Blog proposé par Jean-Louis Bec

vendredi 11 mai 2012

Pas vu, pas pris ?


Rubriques : perception, vision et photographie; photographie objective et subjective 


Le perçu non aperçu. Comment imaginer la cécité? Même les yeux clos ne la figurent pas puisque nous voyons, dans la pénombre, tout ce que nous avons déjà vu. Et les paupières fermées n'empêchent pas l'éblouissement de la foudre. A préciser qu'on ne distingue pas ce qui se passe et intervient entre l'impression de la rétine et l'image perçue. Comme l'a dit Valéry: " Nous voyons au moyen de ce que nous ne voyons pas, quelques millimètres carrés sur une surface concave." Mais, en l'occurrence, il ne s'agit pas de regard ni de vision normale, pas de cette petite calotte sensible et réceptrice, pas de ce faisceau de lumière rétréci pour s'épanouir cérébralement en images, mais de cette obscurité de l'aveugle, de ces ténèbres intérieures que l'écarquillement des yeux ne modifie pas, mais bien l'avidité des sons, la dilatation du tact. On dit que la puissance de l'homme est dans le regard, dans l'angle, le mouvement, la fixité, l'adéquation, l'indépendance conservée de son regard, dans tout ce qui le fait centre. Des yeux qui ne laissent rien perdre et qui permettent ce qu'on ose appeler l'aveugle confiance dans les choses!
La cécité, les voyants ne peuvent la concevoir. Rappelons-leur alors tout ce qui exige l'obscurité et le chaos primordial pour être enfanté, l'absolu de la nuit de l'espace, le ventre maternel, la noire grotte de Platon, le flux de la pensée, le rêve et le somnambulisme.
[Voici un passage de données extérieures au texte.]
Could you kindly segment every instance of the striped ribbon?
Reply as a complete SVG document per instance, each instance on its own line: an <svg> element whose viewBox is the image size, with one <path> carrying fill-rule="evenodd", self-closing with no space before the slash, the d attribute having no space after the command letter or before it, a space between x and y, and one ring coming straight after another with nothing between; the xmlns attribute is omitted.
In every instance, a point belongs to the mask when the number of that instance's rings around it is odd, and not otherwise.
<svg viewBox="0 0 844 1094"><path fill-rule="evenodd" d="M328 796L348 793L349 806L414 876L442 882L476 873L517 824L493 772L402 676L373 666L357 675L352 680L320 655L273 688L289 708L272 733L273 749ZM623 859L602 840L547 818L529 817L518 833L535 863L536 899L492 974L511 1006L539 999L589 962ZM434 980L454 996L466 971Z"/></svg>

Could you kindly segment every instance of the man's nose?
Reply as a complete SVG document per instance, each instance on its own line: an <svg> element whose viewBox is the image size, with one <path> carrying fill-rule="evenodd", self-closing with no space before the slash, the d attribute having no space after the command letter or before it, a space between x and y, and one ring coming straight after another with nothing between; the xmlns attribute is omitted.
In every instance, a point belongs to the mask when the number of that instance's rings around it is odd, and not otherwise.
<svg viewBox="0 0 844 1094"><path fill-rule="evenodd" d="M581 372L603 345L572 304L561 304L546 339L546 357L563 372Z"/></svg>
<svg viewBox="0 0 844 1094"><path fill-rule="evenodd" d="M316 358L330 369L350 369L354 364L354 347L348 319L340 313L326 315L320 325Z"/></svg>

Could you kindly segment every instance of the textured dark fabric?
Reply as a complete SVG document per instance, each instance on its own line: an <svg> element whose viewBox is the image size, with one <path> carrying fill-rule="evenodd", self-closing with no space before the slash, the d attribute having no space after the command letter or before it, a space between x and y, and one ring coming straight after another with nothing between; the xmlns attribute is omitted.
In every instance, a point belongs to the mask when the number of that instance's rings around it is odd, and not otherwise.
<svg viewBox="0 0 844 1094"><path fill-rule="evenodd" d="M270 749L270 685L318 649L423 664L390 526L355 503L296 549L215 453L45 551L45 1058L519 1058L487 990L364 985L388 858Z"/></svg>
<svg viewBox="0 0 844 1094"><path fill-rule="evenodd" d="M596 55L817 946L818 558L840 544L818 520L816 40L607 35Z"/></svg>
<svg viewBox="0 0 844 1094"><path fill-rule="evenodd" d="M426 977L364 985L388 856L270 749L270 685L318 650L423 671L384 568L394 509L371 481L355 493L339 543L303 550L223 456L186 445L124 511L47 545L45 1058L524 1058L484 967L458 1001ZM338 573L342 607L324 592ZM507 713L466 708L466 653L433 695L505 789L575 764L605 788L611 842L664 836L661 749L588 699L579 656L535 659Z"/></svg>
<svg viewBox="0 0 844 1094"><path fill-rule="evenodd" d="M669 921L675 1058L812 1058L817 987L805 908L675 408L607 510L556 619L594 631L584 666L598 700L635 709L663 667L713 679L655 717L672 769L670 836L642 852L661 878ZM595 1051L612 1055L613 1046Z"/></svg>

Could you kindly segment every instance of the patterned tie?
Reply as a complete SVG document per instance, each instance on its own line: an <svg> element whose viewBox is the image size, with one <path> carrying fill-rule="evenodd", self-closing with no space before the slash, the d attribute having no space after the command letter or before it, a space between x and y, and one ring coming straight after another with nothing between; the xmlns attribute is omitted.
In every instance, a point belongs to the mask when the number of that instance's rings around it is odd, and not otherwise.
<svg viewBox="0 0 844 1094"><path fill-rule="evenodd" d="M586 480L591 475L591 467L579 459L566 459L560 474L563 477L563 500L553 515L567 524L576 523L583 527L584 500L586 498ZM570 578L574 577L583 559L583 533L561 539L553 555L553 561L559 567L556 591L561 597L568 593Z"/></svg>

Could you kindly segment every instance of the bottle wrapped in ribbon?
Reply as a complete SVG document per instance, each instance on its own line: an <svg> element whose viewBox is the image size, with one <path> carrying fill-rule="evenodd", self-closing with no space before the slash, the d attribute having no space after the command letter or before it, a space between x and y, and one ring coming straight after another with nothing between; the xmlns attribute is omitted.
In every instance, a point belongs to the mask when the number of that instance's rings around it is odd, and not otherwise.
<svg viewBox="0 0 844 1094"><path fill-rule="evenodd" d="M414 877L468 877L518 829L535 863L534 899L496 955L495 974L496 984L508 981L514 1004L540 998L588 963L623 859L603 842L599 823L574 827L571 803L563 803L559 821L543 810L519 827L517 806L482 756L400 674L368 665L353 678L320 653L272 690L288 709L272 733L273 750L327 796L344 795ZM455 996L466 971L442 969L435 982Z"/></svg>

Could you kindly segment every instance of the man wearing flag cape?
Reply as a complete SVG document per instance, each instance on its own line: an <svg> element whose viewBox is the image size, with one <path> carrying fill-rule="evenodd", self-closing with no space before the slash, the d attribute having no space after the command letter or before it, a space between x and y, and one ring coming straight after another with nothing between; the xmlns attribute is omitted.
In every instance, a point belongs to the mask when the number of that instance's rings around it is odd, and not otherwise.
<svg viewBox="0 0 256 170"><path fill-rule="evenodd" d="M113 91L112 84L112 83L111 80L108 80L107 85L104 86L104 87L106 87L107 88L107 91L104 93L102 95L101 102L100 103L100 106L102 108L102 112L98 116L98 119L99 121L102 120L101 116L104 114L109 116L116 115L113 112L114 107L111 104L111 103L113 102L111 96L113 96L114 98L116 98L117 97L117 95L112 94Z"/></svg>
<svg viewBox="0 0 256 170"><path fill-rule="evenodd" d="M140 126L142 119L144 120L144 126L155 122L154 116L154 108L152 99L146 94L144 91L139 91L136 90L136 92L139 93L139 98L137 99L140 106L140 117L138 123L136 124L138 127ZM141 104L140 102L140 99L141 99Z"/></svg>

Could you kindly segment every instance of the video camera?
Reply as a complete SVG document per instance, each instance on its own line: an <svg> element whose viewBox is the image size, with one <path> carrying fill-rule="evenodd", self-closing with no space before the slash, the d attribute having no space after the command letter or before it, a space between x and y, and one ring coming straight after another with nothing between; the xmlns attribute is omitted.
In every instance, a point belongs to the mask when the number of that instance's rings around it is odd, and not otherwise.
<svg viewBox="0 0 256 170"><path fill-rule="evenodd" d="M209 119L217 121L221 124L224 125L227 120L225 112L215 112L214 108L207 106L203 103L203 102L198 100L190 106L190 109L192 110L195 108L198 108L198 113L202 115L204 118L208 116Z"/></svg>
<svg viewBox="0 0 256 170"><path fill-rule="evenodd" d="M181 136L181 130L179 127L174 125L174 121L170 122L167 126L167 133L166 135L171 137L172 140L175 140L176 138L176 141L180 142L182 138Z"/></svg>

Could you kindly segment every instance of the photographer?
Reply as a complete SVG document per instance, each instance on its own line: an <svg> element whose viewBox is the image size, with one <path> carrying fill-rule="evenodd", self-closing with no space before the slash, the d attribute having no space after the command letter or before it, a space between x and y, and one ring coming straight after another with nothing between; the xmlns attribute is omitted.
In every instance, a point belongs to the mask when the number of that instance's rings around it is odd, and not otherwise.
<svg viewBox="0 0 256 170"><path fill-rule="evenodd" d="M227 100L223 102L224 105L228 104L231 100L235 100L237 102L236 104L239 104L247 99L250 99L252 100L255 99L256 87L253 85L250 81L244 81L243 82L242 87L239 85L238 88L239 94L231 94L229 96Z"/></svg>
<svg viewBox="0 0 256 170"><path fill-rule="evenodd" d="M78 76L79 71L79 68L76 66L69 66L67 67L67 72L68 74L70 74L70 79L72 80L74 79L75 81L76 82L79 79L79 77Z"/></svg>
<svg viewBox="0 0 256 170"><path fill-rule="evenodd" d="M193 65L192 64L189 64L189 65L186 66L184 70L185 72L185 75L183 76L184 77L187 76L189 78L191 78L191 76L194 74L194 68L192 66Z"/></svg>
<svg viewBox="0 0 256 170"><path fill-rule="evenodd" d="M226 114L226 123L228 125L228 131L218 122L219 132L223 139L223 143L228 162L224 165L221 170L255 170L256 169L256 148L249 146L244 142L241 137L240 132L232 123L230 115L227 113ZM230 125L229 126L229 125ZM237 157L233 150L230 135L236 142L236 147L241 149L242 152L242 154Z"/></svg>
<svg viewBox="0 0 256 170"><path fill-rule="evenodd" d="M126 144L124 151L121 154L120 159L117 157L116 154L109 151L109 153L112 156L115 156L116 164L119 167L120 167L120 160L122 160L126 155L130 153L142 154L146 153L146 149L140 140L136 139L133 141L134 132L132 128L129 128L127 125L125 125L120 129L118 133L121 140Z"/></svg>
Et que ce que nous recevons des sens, ce n'est pas le mode extérieur, mais de quoi nous faire un monde extérieur, d'être contenu et contenant, construction de l'esprit et du corps, conscience de soi et des autres.
J'ai rencontré, à Prague, des enfants aveugles qui photographient ce qu'ils n'ont jamais vu et ne verront pas. Ils restituent la lumière dont ils ne savent rien. Ils transcrivent un monde qui les environne et les pénètre. Ils se meuvent comme sous la surface de l'eau où n'arrive pas la clarté du jour, mais ils y nagent avec une aisance qui stupéfie et un bonheur évident. Leurs images (mais le mot n'est pas adéquat) sont des reflets de sons et de surface tactile, des plans de leur profondeur sensorielle, des abîmes d'évidence.
Voir beaucoup c'est, dit-on, cesser de voir et passer du voir au savoir sans arrêt. Alors que, pour nous, l'abus multiplié de la vue aboutit au papillonnement mental et à cette surabondance qui annule la réflexion, la cécité entraîne ce qu'il faut bien appeler la vision concentrée, la révélation de la pensée, l'éclat intérieur.
Faire une oeuvre d'art consiste à construire une apparence. Qui déniera à ces enfants de Prague la beauté qu'ils font émerger du fond d'eux-mêmes, qu'ils nous donnent comme une fulgurance de leur clair-obscur, tandis qu'ils nous renvoient à notre absurde partie de colin-maillard télévisuel ?

Charles-Henri Favrod, Le temps de la photographie, Le temps qu'il fait, 2005.